Earlier today, the Israeli-based plagiarism detection service Copyleaks announced a new $6 million round of funding to help them further develop their product. Though a relative upstart in this field, being founded in 2013, Copyleaks has been making steady progress both in their product and their business.
Much of that success and interest is based upon the fact their product is powered by artificial intelligence. Though the company provides traditional copy-and-paste plagiarism detection, the service aims to detect the “voice” of the author and the meaning of their text, hunting for sources that may match it too closely, even if the text itself isn’t duplicated.
Copyleaks is not alone in this effort. In 2018, Turnitin launched their Authorship Investigation tool, which aimed to help teachers detect when a paper was not written by the same person. The goal there was to look at a particular student’s style and see if a new work matches previous known work by them.
Though Turnitin doesn’t use the term artificial intelligence to describe Author Investigation, the goal is still very much the same, to make plagiarism detection smarter and move past merely matching strings of text.
This trend is also being seen in research, with a recently published study by a group of Saudi Arabian researchers that looked at using AI to look not just at text, but the images in a published paper. The goal was to understand the meaning of the images, as well as the text contained within them, to understand if the concepts and ideas were similar to other published works.
Simply put, plagiarism detection is changing, with multiple groups seeking to make it smarter and useful in a larger number of cases. As such, the technology is entering something of a reinvention as it is adapting both to the needs of today, but also the likely future.
The Need for Smart Plagiarism Detection
For much of the history of plagiarism detection tools, they’ve been fairly straightforward. They’ve been excellent at detecting copied and pasted text, even with some amount of rewriting. While this was in 2000 (and still is today) a very impressive technological feat, users often find they can get similar results using regular search engines and a bit of patience.

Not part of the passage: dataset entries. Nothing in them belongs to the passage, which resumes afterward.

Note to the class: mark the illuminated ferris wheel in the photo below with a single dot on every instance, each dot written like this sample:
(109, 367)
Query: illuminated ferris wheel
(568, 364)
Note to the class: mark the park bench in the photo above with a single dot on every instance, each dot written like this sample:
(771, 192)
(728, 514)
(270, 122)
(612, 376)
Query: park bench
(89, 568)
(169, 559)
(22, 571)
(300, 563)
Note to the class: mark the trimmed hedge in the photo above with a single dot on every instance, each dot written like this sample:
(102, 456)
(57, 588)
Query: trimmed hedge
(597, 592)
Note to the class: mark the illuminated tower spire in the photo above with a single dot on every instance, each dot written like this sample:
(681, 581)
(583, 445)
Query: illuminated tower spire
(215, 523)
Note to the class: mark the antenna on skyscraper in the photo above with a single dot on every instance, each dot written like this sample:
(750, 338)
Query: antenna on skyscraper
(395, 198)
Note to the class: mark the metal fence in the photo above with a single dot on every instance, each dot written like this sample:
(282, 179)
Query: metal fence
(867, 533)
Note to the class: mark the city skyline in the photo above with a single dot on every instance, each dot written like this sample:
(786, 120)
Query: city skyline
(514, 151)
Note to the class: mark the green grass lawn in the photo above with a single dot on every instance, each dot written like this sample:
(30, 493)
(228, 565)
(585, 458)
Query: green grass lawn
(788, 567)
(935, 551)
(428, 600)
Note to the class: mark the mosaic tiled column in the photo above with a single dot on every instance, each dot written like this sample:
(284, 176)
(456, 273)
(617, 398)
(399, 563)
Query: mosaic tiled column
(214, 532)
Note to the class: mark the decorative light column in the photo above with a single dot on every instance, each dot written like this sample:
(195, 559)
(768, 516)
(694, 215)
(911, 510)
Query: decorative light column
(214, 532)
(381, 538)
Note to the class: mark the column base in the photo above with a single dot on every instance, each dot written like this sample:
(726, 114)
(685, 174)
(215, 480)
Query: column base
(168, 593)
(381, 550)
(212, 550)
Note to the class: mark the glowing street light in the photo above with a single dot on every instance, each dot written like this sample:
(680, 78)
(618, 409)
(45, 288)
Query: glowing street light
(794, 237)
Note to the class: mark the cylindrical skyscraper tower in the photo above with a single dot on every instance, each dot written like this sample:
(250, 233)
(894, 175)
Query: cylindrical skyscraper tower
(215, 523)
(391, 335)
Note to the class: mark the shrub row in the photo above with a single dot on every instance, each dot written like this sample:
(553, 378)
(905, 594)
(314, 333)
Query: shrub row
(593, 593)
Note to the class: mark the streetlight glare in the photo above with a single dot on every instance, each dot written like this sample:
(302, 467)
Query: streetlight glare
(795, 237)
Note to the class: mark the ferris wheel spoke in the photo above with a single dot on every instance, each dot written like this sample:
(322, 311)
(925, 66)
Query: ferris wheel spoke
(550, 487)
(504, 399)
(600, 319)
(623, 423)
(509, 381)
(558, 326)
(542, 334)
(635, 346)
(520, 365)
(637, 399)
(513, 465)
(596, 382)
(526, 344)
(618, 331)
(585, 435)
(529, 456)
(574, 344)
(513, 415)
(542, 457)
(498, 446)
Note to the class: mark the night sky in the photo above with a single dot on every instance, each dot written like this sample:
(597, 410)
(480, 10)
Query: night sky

For much of the time such tools have been used, their improvements were focused on things such as detecting synonyms or changed words, detecting translated plagiarism, combatting various approaches students used to fool the software and making it easier to use.
However, none of this really expanded the usefulness of plagiarism detection software. It remained a tool for detecting certain types of plagiarism, and, even as it became more intertwined with grading and feedback processes, was still limited in what it could do.
Students picked up on this and began to seek out ways to cheat that couldn’t be detected. Ten years ago, essay mills were low-quality but slowly gaining popularity, today they, along with contract cheating more broadly, are one of the most pervasive challenges to academic integrity.
The idea is simple enough: Plagiarism detection tools can’t (or couldn’t) tell who wrote an essay, just that it wasn’t similar to anything else in their database. As such, even if a teacher might feel that something is wrong, the software won’t flag it.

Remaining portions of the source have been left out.